Real Estate Training Articles and Videos

The Forgotten Rookie Syndrome

Accidental Sales Manager
For many years my colleagues and I have urged real estate principals to give hiring and developing their people more attention. Often this falls on deaf ears. A large proportion of real estate business owners were formerly salespeople, and the sales habit is hard to kick.

Chris Lytle, author of The Accidental Sales Manager, says that the biggest challenge salespeople-turned-leaders face is to lead instead of selling. He says that instead of managing sales:

When you don’t see success in the field, you are very quick to jump in and get your hands dirty—to the point where you’re doing the lower level tasks that you’ve hired other folks to complete.

He believes that Sales Managers are The Forgotten Rookie.

Smart leaders train new salespeople, but when a person is promoted to Sales Manager it is presumed that because they know how to sell, they automatically must be good leaders.

Selling and Leadership are different skills.

To think that a great salesperson is capable of leading a team without any leadership training is just as stupid as presuming that a great Flight Attendant can pilot the plane.

More from Chris Lytle:

The new sales manager is almost always the forgotten rookie – forgotten because the person who promoted you considers you to be an experienced hand. And of course, you were an experienced hand – in sales. Now, however, you’re an inexperienced sales manager.

It doesn’t matter whether or not you have a Sales Manager. What applies to a salesperson promoted to Sales Manager equally applies to a salesperson who acquires a real estate business. I might be talking about you.

If you were in Sales but now have a real estate business, a question you should consider is:

HOW MUCH LEADERSHIP TRAINING HAVE YOU HAD?

And a second question:

IS LEADERSHIP TRAINING FOR YOURSELF AN ONGOING PRIORITY?

Far too many leaders, if they answered these questions honestly would say, “Not much” and “No“.

If we lead people, and if we have managers who also lead people, make it a mission to study leadership and ensure that your management team does too. The quality of your team, and the magnitude of your team’s results, depends upon the ability of your team’s leader(s) to LEAD.

We know that leadership as a skill is underrated – even to the point of disdain – by many business owners, and not just real estate business owners.

Last year I attended two great seminars presented by noted leadership teachers John Adair and John Maxwell. I was stunned at the low number of leaders who attended both events. Yet how many of the leaders who stayed away from these seminars would have at some point had difficulties leading their teams?

I say, learn to overcome your leadership challenges.
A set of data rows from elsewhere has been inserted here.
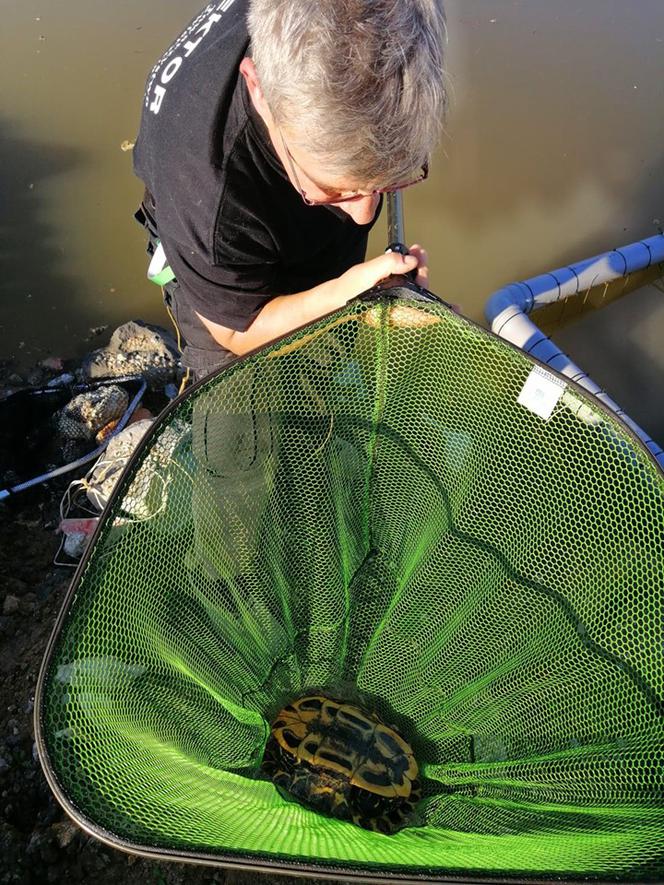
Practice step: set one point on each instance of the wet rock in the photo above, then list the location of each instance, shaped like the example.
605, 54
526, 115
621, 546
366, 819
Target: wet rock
75, 544
135, 348
87, 413
64, 832
11, 605
52, 364
35, 378
15, 586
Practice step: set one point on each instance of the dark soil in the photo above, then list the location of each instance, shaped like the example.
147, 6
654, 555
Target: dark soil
38, 842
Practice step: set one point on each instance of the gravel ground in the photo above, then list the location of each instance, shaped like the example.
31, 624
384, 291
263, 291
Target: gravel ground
38, 843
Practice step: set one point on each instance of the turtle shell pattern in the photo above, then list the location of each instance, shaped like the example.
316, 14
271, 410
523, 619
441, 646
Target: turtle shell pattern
343, 761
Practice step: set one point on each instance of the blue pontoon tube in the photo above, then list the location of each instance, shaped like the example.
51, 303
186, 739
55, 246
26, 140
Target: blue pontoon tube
506, 312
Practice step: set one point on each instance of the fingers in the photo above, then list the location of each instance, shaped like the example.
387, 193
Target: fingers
364, 276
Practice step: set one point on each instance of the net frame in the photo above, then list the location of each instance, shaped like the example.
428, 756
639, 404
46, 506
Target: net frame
397, 289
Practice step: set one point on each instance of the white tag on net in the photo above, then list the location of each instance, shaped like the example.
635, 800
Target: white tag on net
541, 392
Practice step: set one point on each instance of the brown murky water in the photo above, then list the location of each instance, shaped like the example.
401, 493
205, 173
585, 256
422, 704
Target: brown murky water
553, 152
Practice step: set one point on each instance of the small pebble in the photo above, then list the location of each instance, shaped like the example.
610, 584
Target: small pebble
11, 605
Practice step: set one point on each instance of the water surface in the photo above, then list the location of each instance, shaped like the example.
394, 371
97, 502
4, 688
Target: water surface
553, 152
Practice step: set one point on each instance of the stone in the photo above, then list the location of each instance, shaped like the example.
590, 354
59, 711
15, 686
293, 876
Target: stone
135, 348
11, 605
65, 832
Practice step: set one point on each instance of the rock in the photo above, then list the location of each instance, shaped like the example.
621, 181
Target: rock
75, 544
35, 378
88, 412
52, 364
62, 380
15, 586
136, 348
11, 605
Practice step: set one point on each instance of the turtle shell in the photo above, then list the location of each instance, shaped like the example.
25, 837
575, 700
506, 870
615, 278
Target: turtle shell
343, 761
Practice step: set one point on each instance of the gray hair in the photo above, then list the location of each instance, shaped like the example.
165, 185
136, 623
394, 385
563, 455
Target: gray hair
357, 83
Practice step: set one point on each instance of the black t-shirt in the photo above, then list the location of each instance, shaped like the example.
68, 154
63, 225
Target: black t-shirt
234, 229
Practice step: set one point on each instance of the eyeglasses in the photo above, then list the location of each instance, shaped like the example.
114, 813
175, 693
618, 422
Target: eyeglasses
347, 196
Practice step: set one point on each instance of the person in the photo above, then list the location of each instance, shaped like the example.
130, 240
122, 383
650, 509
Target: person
270, 131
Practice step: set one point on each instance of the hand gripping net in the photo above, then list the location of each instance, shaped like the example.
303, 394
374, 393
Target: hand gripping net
366, 507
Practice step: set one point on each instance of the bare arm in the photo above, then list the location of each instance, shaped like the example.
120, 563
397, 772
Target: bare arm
287, 312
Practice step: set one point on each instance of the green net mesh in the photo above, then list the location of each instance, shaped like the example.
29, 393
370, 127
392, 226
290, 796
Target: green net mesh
365, 507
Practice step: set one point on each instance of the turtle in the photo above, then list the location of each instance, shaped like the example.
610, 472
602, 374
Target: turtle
343, 761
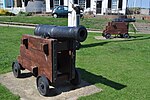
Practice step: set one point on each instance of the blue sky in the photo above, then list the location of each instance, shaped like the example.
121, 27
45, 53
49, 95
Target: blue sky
139, 3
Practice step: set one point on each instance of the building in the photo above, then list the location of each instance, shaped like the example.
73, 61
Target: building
100, 7
145, 11
97, 6
6, 4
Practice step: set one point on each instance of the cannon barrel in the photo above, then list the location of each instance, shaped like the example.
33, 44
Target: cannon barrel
61, 32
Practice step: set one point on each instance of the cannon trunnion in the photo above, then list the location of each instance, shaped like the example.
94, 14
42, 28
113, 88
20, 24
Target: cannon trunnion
61, 32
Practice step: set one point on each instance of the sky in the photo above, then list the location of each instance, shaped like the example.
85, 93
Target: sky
139, 3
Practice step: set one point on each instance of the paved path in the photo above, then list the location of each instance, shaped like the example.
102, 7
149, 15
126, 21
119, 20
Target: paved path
33, 27
26, 88
143, 27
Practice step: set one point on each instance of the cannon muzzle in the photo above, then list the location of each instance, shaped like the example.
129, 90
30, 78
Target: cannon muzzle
61, 32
Chris Lytle says that some of the characteristics that make a great salesperson actually work against you as a Sales Manager.

  • The Salesperson Sales Manager: Drives self
    The Skilled Leader: Finds out what drives his or her team and uses that.
  • The Salesperson Sales Manager: Feels a constant sense of urgency to sell.
    The Skilled Leader: Practises patience and uses pressure sparingly.
  • The Salesperson Sales Manager: Wants and gets recognition.
    The Skilled Leader: Gives recognition and often gets very little in return.
  • The Salesperson Sales Manager: Is a Lone Ranger (self-reliant)
    The Skilled Leader: Relies on the team.
  • The Salesperson Sales Manager: Builds customer relationships and loyalty.
    The Skilled Leader: Builds relationships with team and fosters loyalty to the company.
  • The Salesperson Sales Manager: Perseveres.
    The Skilled Leader: Cuts losses quickly.
  • The Salesperson Sales Manager:  Nonconformist and freelancer.
    The Skilled Leader: Sets standards (works by the book).
  • The Salesperson Sales Manager: Is a doer.
    The Skilled Leader: Is an organiser/strategist/coach/facilitator.

The Accidental Sales Manager by Chris Lytle is an excellent place to start if you have not studied leadership very much. Even if you have studied a lot of leadership, keep going! Read this book if you haven’t done so already.

Nobody should be a Forgotten Rookie in your organisation. Not your sales team, your Property Management team, your support team, your management team, or yourself, the leader.

And don’t use being busy as an excuse for not studying leadership. If you use that excuse, your team will too.

Your team won’t get better until you do.

Even when it comes to education and self-improvement, YOU lead the way!